L'audit ne se confond pas avec le DPE. Il propose plusieurs parcours de travaux, estime les gains d'énergie et donne des ordres de grandeur de coût. Il peut prévoir une rénovation en une étape ou un parcours progressif, avec l'objectif d'atteindre au moins la classe B dans le scénario le plus ambitieux.

L'acquéreur n'est pas tenu de réaliser les travaux décrits. L'audit sert à éclairer son consentement et sa négociation. Un dossier qui distingue clairement l'urgence des travaux, les aides éventuellement mobilisables et les postes déjà rénovés évite qu'un chantier maîtrisé ne devienne un volcan de coûts supposés.

Quelle décote immobilière prévoir pour une passoire thermique ?

La décote liée à la performance énergétique varie fortement selon la localisation, le type de logement et l'état général du bâti. Dans les secteurs tendus, une maison bien située peut conserver une large part de sa valeur malgré une mauvaise étiquette.
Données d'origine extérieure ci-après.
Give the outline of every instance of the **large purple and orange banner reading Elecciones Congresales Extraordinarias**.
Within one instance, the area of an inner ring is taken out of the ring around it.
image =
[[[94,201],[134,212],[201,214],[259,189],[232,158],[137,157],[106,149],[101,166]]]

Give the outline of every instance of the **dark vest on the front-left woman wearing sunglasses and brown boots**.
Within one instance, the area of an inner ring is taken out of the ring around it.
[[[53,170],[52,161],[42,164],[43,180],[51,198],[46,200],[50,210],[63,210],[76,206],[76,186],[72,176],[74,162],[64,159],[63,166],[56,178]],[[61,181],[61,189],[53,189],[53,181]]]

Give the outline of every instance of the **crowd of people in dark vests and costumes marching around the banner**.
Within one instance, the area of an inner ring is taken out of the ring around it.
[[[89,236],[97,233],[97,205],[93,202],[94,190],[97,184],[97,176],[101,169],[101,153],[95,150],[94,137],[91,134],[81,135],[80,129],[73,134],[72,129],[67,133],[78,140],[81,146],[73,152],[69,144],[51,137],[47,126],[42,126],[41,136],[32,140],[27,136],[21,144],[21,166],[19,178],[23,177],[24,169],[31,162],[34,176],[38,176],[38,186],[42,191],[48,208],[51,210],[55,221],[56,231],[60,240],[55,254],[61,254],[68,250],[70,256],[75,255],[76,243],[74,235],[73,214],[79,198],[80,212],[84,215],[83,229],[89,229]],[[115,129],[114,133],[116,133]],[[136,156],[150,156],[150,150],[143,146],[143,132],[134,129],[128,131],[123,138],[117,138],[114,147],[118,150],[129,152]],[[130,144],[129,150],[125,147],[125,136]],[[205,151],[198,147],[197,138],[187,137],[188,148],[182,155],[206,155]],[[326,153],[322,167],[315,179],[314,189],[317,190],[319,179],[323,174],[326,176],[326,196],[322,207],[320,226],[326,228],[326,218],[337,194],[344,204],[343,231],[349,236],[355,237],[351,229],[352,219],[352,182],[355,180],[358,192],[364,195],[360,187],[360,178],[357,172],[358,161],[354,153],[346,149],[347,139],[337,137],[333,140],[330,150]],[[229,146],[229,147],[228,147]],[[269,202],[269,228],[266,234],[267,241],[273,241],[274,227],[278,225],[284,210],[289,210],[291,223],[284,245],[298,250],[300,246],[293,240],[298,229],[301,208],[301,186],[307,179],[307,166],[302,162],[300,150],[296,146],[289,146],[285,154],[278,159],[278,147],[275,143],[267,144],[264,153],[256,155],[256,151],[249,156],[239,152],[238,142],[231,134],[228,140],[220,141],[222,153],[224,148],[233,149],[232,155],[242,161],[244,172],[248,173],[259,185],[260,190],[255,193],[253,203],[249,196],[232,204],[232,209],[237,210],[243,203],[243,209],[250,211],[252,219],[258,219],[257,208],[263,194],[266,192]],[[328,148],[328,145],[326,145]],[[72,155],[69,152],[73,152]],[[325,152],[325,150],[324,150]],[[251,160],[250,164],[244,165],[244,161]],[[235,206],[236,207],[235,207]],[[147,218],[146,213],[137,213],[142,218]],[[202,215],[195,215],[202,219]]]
Dans une zone où l'offre est abondante, le coût de la rénovation pèse plus lourdement.

Le marché compare le prix demandé avec celui de logements rénovés, puis retire le budget des travaux, une marge d'incertitude et le temps nécessaire au chantier. La décote dépasse donc souvent le montant brut d'un devis. Elle intègre l'inconfort, l'impossibilité temporaire de louer et le risque de découvrir des désordres après ouverture des murs.
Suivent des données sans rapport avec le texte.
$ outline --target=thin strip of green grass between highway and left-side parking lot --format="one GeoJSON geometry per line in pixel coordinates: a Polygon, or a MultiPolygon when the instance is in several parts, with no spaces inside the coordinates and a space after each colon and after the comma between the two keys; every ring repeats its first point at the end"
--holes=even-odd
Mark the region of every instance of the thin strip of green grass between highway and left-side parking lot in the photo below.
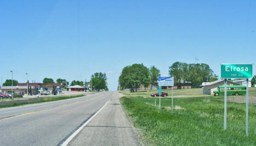
{"type": "MultiPolygon", "coordinates": [[[[48,96],[48,97],[44,97],[44,98],[40,98],[42,100],[38,100],[38,101],[32,101],[30,102],[28,99],[27,102],[25,103],[11,103],[8,105],[0,105],[0,108],[4,108],[4,107],[14,107],[14,106],[21,106],[21,105],[28,105],[28,104],[38,104],[41,102],[49,102],[49,101],[56,101],[56,100],[63,100],[63,99],[71,99],[71,98],[78,98],[81,96],[86,96],[86,95],[75,95],[75,96],[48,96]]],[[[24,99],[23,99],[24,100],[24,99]]],[[[14,100],[12,100],[14,101],[14,100]]]]}

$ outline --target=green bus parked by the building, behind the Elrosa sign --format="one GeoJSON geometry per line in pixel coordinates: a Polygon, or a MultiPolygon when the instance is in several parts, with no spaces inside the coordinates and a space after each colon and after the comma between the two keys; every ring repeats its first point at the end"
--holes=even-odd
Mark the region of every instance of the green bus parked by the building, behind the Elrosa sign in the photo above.
{"type": "MultiPolygon", "coordinates": [[[[218,90],[214,91],[214,96],[224,95],[225,86],[219,86],[218,90]]],[[[226,86],[226,95],[241,95],[246,94],[246,86],[235,85],[226,86]]]]}

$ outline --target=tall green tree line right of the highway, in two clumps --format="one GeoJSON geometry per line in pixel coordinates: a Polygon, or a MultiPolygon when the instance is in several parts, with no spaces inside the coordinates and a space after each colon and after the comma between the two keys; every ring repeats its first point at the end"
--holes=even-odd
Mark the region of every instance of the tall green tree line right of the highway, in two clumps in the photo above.
{"type": "MultiPolygon", "coordinates": [[[[191,87],[197,88],[202,82],[218,80],[218,76],[205,63],[188,64],[175,62],[169,66],[168,74],[174,77],[174,86],[179,89],[185,83],[190,83],[191,87]]],[[[131,92],[137,92],[141,85],[146,88],[151,84],[152,89],[153,86],[158,86],[158,77],[160,75],[160,70],[155,66],[147,68],[143,64],[132,64],[123,68],[119,76],[119,86],[122,89],[130,89],[131,92]]]]}

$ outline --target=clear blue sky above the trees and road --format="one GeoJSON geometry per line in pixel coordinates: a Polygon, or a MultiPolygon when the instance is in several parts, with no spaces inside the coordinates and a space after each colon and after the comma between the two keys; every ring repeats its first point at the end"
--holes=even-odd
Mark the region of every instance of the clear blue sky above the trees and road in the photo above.
{"type": "MultiPolygon", "coordinates": [[[[256,64],[256,1],[1,1],[3,82],[90,80],[106,72],[172,63],[256,64]]],[[[254,75],[256,69],[254,67],[254,75]]]]}

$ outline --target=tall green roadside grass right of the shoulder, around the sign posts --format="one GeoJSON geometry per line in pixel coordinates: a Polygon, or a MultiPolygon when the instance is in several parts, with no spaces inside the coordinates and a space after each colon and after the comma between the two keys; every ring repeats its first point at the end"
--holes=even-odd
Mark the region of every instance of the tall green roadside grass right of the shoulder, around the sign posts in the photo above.
{"type": "Polygon", "coordinates": [[[228,102],[227,129],[223,130],[223,97],[120,99],[135,127],[152,145],[256,145],[256,106],[249,105],[249,135],[245,135],[246,105],[228,102]],[[158,99],[156,100],[158,103],[158,99]]]}

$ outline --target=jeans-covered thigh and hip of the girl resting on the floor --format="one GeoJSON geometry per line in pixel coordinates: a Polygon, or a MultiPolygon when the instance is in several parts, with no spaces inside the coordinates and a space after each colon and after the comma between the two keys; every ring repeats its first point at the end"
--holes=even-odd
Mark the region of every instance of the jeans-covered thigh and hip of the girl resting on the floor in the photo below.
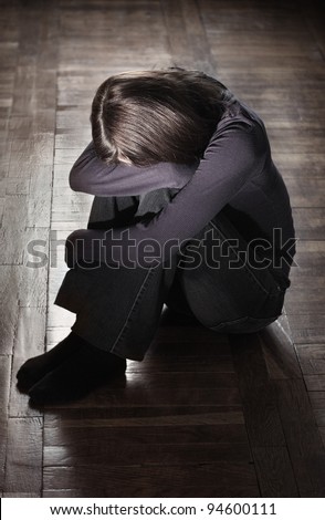
{"type": "Polygon", "coordinates": [[[174,292],[180,309],[224,333],[255,332],[276,320],[290,284],[287,277],[262,262],[222,214],[196,239],[200,242],[187,248],[188,258],[176,271],[167,305],[172,308],[174,292]]]}

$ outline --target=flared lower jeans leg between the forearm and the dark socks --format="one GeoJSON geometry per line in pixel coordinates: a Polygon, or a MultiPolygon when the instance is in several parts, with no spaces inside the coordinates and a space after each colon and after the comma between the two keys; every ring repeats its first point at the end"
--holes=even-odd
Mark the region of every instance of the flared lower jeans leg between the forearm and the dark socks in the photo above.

Un prix fixé à partir de ventes comparables doit isoler l'effet du DPE. Comparer une maison G de 120 m² avec une maison rénovée de même surface conduit à une estimation trompeuse si l'isolation, le chauffage et les menuiseries diffèrent. Les devis récents et les factures de charges aident à objectiver l'écart.

La fixation du prix demande aussi de rapprocher le bien des références réellement disponibles dans le quartier. Les méthodes pour vérifier le prix d’un logement avant une offre permettent de mieux lire les écarts entre annonces et transactions.

Faut-il vendre en l'état ou réaliser des travaux avant la vente ?

Le choix entre vendre en l'état ou rénover avant la vente dépend de la nature des défauts et du profil probable de l'acheteur. Des travaux simples, documentés et cohérents peuvent améliorer l'attractivité. Une rénovation lourde, lancée sans étude technique ni maîtrise des coûts, peut en revanche retarder la mise en vente.

Les travaux avant la vente liés au DPE sont plus efficaces lorsqu'ils traitent un poste déterminant. L'isolation de la toiture, le remplacement d'une chaudière vétuste ou l'installation d'une ventilation adaptée peuvent modifier la consommation calculée. Le gain dépend toutefois de l'ensemble du bâtiment et doit être vérifié par une simulation ou un nouveau diagnostic après travaux.

Situation du bienOption souvent étudiéePoint de vigilance
Défaut ciblé et devis maîtriséRéaliser les travaux avant la mise en venteConserver factures, fiches techniques et attestations
Rénovation globale nécessaireVendre en l'état avec un audit détailléAjuster le prix au coût et au délai du chantier
Bien destiné à la locationChiffrer le parcours vers une classe louableAnticiper les échéances de 2028 pour les logements F

Le vendeur qui rénove doit faire établir un nouveau DPE une fois les travaux achevés. Une amélioration annoncée sans diagnostic à jour ne peut pas remplacer l'étiquette officielle. À l'inverse, vendre en l'état reste une solution transparente si le prix, l'audit et les documents techniques reflètent fidèlement l'ampleur de la rénovation énergétique.

La vente d'un logement F ou G repose donc sur une information complète et sur un prix raccord avec son usage futur. L'interdiction de location et non de vente transforme la négociation, sans fermer le marché aux propriétaires vendeurs. Un dossier précis réduit les incertitudes de l'acquéreur et sécurise la transaction.